Oh, she thinks she's being cute! I haven't been this upset by a book since...Whale Talk, in which I cried so hard during the last two chapters that little drops of my tears fell onto the pages of the book that I was still attempting to read. I should have known when 60 pages or so into “The Hunger Games” - at The Reaping - I started crying so hard I just sat on the back porch and sobbed hysterically, like gasping for air for like 5 minutes until…oh.
Until The BFF came out and told me that if I was crying this hard already maybe I shouldn't read these books after all.
That doesn't absolve her of my pain!! Finnick is dead…No one gets absolution. Not even me. I read the first book last summer and my girls informed me tonight that they hid the other two books away after my cat died because they didn’t want me to try to read them when I was that upset. Which, yeah, okay…was really thoughtful of them.
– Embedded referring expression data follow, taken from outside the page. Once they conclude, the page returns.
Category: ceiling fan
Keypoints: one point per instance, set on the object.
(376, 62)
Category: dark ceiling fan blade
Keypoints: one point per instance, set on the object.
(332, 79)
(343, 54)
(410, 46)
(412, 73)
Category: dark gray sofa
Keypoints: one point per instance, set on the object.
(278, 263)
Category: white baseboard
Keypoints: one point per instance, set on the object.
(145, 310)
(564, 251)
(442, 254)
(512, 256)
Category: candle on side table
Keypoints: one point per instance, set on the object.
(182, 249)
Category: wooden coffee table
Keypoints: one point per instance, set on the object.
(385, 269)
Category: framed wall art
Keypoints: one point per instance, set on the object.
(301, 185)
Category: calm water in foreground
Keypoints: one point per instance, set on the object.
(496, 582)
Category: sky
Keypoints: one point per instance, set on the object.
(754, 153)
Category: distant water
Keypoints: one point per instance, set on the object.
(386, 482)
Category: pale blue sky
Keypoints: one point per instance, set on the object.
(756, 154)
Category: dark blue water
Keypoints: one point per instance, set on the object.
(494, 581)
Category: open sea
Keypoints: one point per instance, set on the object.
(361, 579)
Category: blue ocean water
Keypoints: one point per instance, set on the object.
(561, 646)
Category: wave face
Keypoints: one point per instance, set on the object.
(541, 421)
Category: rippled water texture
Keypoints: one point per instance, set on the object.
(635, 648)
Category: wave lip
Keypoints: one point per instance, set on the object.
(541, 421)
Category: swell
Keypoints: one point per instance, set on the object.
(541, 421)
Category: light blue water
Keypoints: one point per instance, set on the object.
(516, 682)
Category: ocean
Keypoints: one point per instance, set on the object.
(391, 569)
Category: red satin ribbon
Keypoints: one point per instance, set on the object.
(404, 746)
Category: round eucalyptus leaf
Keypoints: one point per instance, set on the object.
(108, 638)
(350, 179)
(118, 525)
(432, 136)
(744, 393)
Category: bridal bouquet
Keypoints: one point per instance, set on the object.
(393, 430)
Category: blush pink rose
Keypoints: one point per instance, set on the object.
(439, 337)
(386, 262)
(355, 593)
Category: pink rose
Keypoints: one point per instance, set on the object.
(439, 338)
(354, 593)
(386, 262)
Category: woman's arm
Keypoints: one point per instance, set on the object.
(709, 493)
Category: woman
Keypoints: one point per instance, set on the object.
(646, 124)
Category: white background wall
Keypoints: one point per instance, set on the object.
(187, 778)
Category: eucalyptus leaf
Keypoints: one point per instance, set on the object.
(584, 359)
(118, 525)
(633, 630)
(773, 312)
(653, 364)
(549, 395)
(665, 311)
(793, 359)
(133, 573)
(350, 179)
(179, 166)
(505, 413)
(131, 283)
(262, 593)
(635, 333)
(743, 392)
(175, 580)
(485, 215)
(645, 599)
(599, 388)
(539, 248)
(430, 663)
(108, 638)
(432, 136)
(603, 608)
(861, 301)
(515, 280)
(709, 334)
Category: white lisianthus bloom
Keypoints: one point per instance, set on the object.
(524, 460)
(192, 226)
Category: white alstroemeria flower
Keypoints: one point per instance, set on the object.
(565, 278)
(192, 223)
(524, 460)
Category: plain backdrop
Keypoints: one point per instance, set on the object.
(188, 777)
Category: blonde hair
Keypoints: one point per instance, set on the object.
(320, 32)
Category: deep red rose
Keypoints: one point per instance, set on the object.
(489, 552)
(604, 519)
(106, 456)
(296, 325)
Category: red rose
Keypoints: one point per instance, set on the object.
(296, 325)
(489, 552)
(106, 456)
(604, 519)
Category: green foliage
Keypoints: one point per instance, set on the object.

And the poor BFF, who was the first of us all to read the books and had no one to share her pain with.
Then I left this message for Cherri on her voicemail:
"Screw you, Cherri, for telling me to read this book! Finnick is dead! Why...why....why...WHY, OKAY, WHY?! Why would you want me to fall madly in love with a character when you know he is going to die?! Why? - I mean, I knew Boggs was going to die as soon as I decided I liked him. "Oh, I like this guy, he is going to die," but I was so busy deciding between the death of Gale or Peeta, Gale or Peeta, Gale or Peeta, that it didn't even occur to me that Finnick would die!! Stop laughing at me! And now like the only obvious solution is for Katniss to die. Like, I am Katniss. If you knew anything about me when I was 16, you'd know that I am Katniss. And even I think she should die. She should kill Snow and then like the last line of the book should be the last thing she sees before she closes her eyes and dies. Because it's the only way to make up for all the pain and death. And like, Peeta should have been The One. You know, when they were trying to keep Peeta alive in the arena, I was thinking it was because he would make a great voice for the rebellion. Coin was right, it should have been Peeta, not Katniss. - Because Katniss is great with a bow but like...Katniss is the one that keeps you alive, Peeta is the one that makes you want to live. And now...what? Look what they did to Peeta! - So now Johanna is going to have to spend the rest of her life taking care of Annie because Finnick went into combat when Johanna couldn't and she'll think she owes him and...and...and...WHO WILL HOLD ANNIE'S HAND NOW?! WHAT WILL ANNIE DO?! And Gale and Peeta should live happily, er-uh, semi-happily ever after because if Katniss dies then Gale will have to take care of Peeta for the rest of his life but that's okay because I think Gale and Peeta would be really good together. - Shut up, I know you are laughing at me! - Anyways, I am like 60 pages from the end and at this point I think the only viable option is to Burn It All To The Ground. Katniss should start a fire in the Capitol that burns for weeks and weeks until there is nothing left and everyone is dead because...whatever. Finnick is dead. - Yeah, okay, I'll call you this weekend after I've seen the movie....shut up, my pain is not funny."
Cherri called me back when she got the message and said she started laughing so hard and then in the message I yelled at her to ‘stop laughing’ and she was just sitting there stamping her feet and half-crying with laughter. Everyone laughs at my pain! She thought my tirade that one day about how Dean and Cas broke up was bad, well...she was wrong.
I really want to work on my Gale/Finnick fic now for some cathertic release. Yes, I am writing Gale/Finnick. Shut up. Off to read the last 60 pages of book.